"Knight Thoughts" -- exclusive web content
A black comedy so bitter and funny it burns a hole through the screen
Dysfunction Junction:
Little Miss Sunshine
8-4-06 "Knight Thoughts" web exclusive
By Richard Knight, Jr.
Little Miss Sunshine is the astonishing first feature of hip music video and commercial directors Jonathan Dayton and Valerie
Faris and screenwriter Michael Arndt.  The movie, a razor sharp black comedy, was the hit of Sundance – no surprise given the
movie's hip cast and subject matter that revolves around a dysfunctional family.  The movie became the darling of the fest and the
subject of an intense – and very public – bidding war (the rights eventually were won by Fox Searchlight in the neighborhood of $10
million).  Now this bitter black comedy (so caustic it practically punches a hole through the screen) is here to save the summer
season stuffed with so many bland to “Oh, I guess it was okay” blockbusters.  It also made a bad day very good – and what better
can be said of a movie?

The film is a classic road picture that follows the format of a zillion road comedies that have come before (it most closely resembles
National Lampoon’s Vacation – but on acid).  Little Olive (Abigail Breslin) has made the state finals for one of those little miss beauty
pageants and come hell or high water her mother, Sheryl (Toni Collette) and father, Richard (Greg Kinnear) are determined to get
her there.  So, into their broken down yellow VW bus they herd Richard’s hippie, four letter spewing father (Alan Arkin), Sheryl’s gay
brother Frank (Steve Carell) who is just recovering from a suicide attempt, and the teenaged Dwayne (Paul Dano).  Dwayne is so
disenfranchised from the rest of the family that he has, like Holly Hunter in
The Piano, stopped speaking and only communicates
through tersely scrawled notes.

Each of these misfits has a unique agenda but slowly as the trip progresses, naturally, these agendas will coalesce until these
disparate individuals, once a real family and not just a pretend one that sits around the dinner table in surly silence, will find a way
to reconnect and support one another again.  During the trip some of the incidents seem a touch too coincidental and contrived but
the situations are so sharp and funny you don’t care.  
Little Miss Sunshine is not as out there with the humor as the existential
comedy
I Heart Huckabees but it offers its performers the same type of blissful comedic moments that Huckabees did.  

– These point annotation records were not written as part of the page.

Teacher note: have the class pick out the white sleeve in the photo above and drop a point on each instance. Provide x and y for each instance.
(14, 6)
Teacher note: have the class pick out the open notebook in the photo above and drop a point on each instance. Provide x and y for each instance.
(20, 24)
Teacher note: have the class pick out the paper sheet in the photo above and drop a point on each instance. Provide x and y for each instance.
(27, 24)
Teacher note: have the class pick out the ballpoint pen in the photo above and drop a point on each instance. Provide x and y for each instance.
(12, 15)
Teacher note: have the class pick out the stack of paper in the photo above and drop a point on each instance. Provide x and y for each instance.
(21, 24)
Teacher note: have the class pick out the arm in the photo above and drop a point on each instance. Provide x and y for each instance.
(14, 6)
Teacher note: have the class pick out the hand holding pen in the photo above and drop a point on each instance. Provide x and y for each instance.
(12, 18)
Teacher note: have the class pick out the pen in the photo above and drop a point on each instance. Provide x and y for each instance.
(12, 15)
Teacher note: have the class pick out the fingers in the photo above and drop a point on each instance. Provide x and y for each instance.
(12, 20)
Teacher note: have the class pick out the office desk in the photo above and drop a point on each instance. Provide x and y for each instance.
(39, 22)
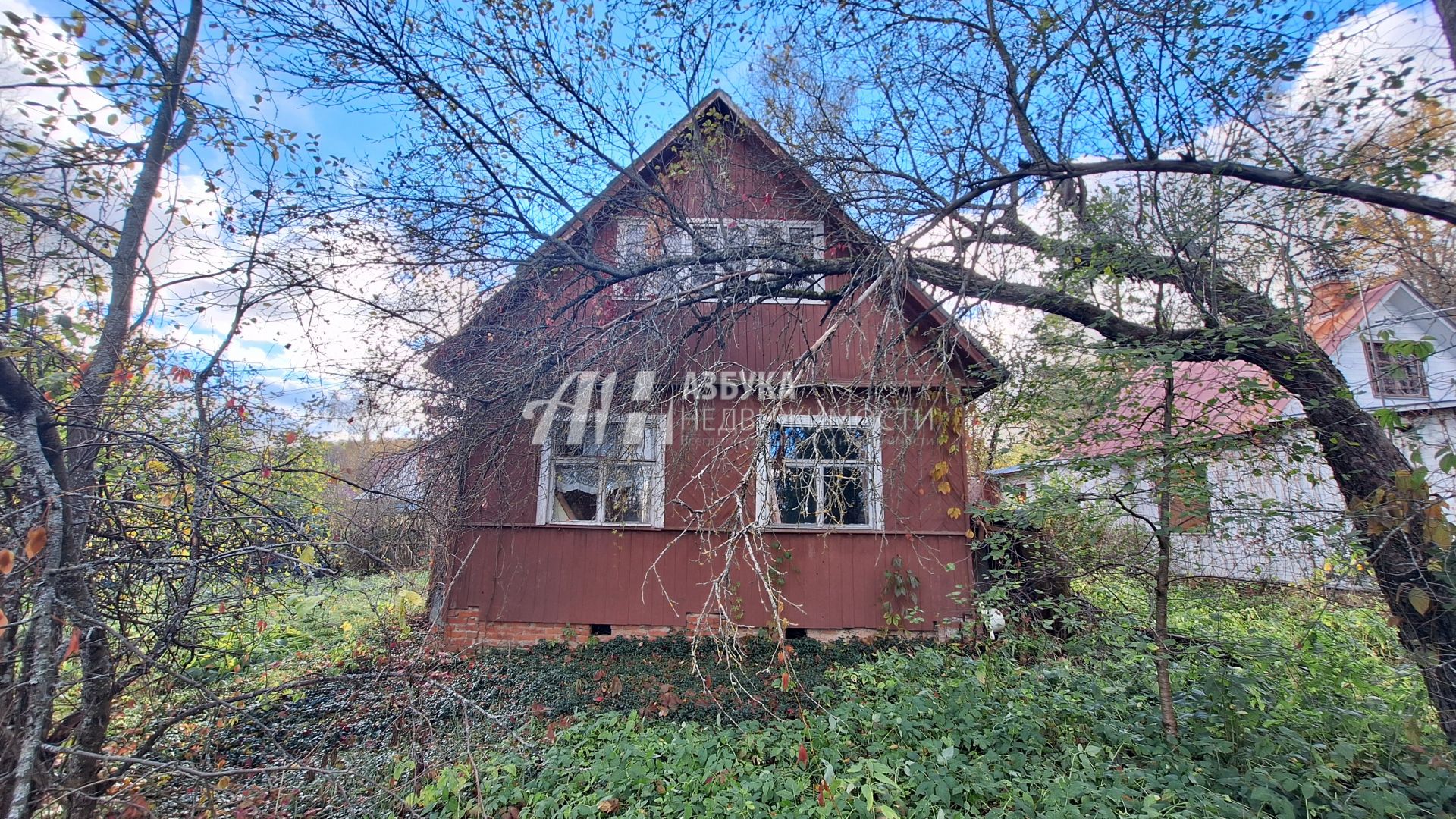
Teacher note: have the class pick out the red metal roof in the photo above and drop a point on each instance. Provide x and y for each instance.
(1220, 398)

Playing characters that are much closer to your friends and neighbors, however, the acting sleight of hand of these performers might
get overlooked.  Has anyone noticed what a terrifically nuanced actor Greg Kinnear has become?  Or do his matinee idol good looks
prevent the recognition he deserves?  He was revelatory in the creepy Bob Crane biopic,
Auto Focus and his work here is just as
good.  Walking the fine line of playing a failed dreamer who just won’t give up and lives his life according to bumper sticker phrases,
Kinnear plays one of those phony, eternal, sunny optimists who doesn't really believe in his soul the gibberish he's spouting.  Watch
the gamut of emotions that cross his face in seconds as he gets bad news during a phone call.  Matching him are Collette as his
harried wife (who also mesmerizes this week in
The Night Listener), Arkin who gets a dream part as Arkin’s hippe, liberated
grandfather and Dano as the disgusted, silent teenager.

Carell gets a special mention as the gay brother and uncle – a Proust scholar (naturally) complete with pink shirt, khakis, and blue
and white striped socks and loafers as does Breslin as the little girl who actually looks and acts like a real little girl.  The self-esteem
issues that the filmmakers confront via the beauty pageant that closes the picture is borne on the shoulders of this tiny child actress
and she more than holds her own with her elders.  This hilarious segment – complete with smarmy emcee, witch-like pageant owner
and a bevy of Jon Benet Ramsey look-alikes is all the funnier because it taps so deeply into the revenge fantasy we’ve all had when
confronted with these nauseating spectacles.

Throughout, Arndt’s script scores many points on the narcissism so inherent today in American culture and how the lack of human
connection emphasizes it (all to a bouncy, perky Jon Brion type score by
Mychael Dana).  There is a brief sequence at one point with
a grief counselor in which the mood changes from compassion to aggression in the space of seconds that is as telling as the whole
of
American Beauty.  “The center isn’t holding very well” Joan Didion wrote about American suburban culture, California-style 40 years
ago but as
Little Miss Sunshine shows, even a center as cracked and splintered in a family as the one revealed here has the
possibility of being renewed.

Who would have thought that such a bitter black comedy would have such an upbeat, heartfelt message?